The court finds the remaining objections of defendant Campoli to be without substantial merit. It urges first that the express stipulation by plaintiff in its instructions to bidders that a proposal or bid bond would not be accepted precludes it from a subsequent determination to accept it. Not so. Since plaintiff expressly, both in positive and negative terms, reserved the right to waive insubstantial irregularities, it may waive any irregularity which as a matter of law is concluded to be an insubstantial one. It is further important to note that where the irregularity is not substantial, it may well be the duty as well as the right of the municipality to waive it. See 10 McQuillin, supra, § 29.65 at 397. Campoli further argues that Longo's delivery of a certified check on the morning following the opening of bids failed to cure the defect. While it is, indeed, clear that a material defect cannot be permitted to be cured after the opening of bids, it is equally clear that an insubstantial defect may be. See Faist v. Hoboken, 72 N.J.L. 361 (Sup. Ct. 1905); Bryan Const. Co. v. Bd. of Trustees, etc., Montclair, supra, 31 N.J. Super. at 206. While it is, moreover, evident that the good faith of the parties may not cure a substantial defect, a bidder's good faith, evidenced as here by the subsequent compliance, may be an appropriate factor for municipal consideration in its determination of whether to waive a minor irregularity.

In the circumstances here the plaintiff's determination to waive the defect and to accept the Longo bid is well within its discretion. The motion for summary judgment of defendant Longo is granted.


[1] The cause was heard on an expedited basis. The complaint was filed with the court on February 15, 1974, together with a notice of motion for summary judgment, returnable February 22, 1974. An ex parte order was on that date entered abbreviating the time for the filing and hearing of the motion. Defendant Campoli, while not filing a written cross-motion for summary judgment, advised the court of the commencement of the hearing that it also agreed that there was no genuine dispute of material fact and, with the consent of all counsel, cross-moved orally, for summary judgment.

[2] Prior to the hearing the court requested all counsel to produce as joint exhibits all relevant bid documents. There was not, however, submitted prior to or at the hearing the complete, some 200-page book of contract documents, instructions and specifications. The matter was, therefore, argued on the basis of the public notice to bidders as constituting the sole municipal expression of the certified check requirement.
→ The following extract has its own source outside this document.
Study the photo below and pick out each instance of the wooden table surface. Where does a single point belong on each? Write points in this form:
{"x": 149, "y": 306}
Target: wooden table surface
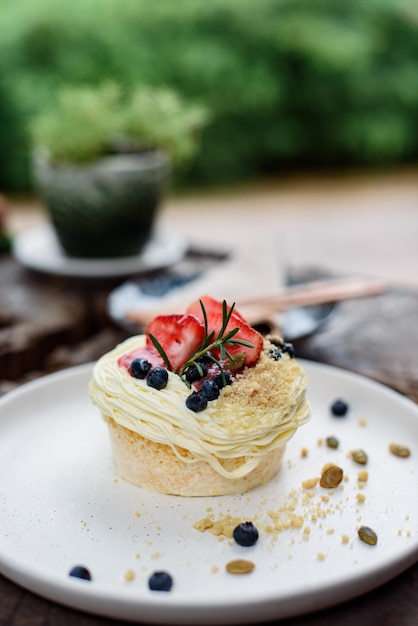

Subsequent to the hearing defendant Campoli submitted to the court, with the consent of the other parties, page B-3 of the specification book which contained the express statement of non-acceptance of proposal or bid bonds above quoted.

[3] A review of the available legislative history is not helpful in determining the precise intention of the Legislature in adopting the verbiage of what is now N.J.S.A. 40A:11-21. The sole indication suggests that this section was intended to consolidate then existing law. See County and Municipal Law Revision Commission, "Preliminary Draft, Local Contracts Law." (Nov. 7, 1960); County and Municipal Law Revision Commission, "Third Legislative Report, Local Contracts Law," chapter 6 (1961); N.J. Senate, County and Municipal Government Committee, "Public Hearing on Local Public Contracts Law," (April 4, 1972).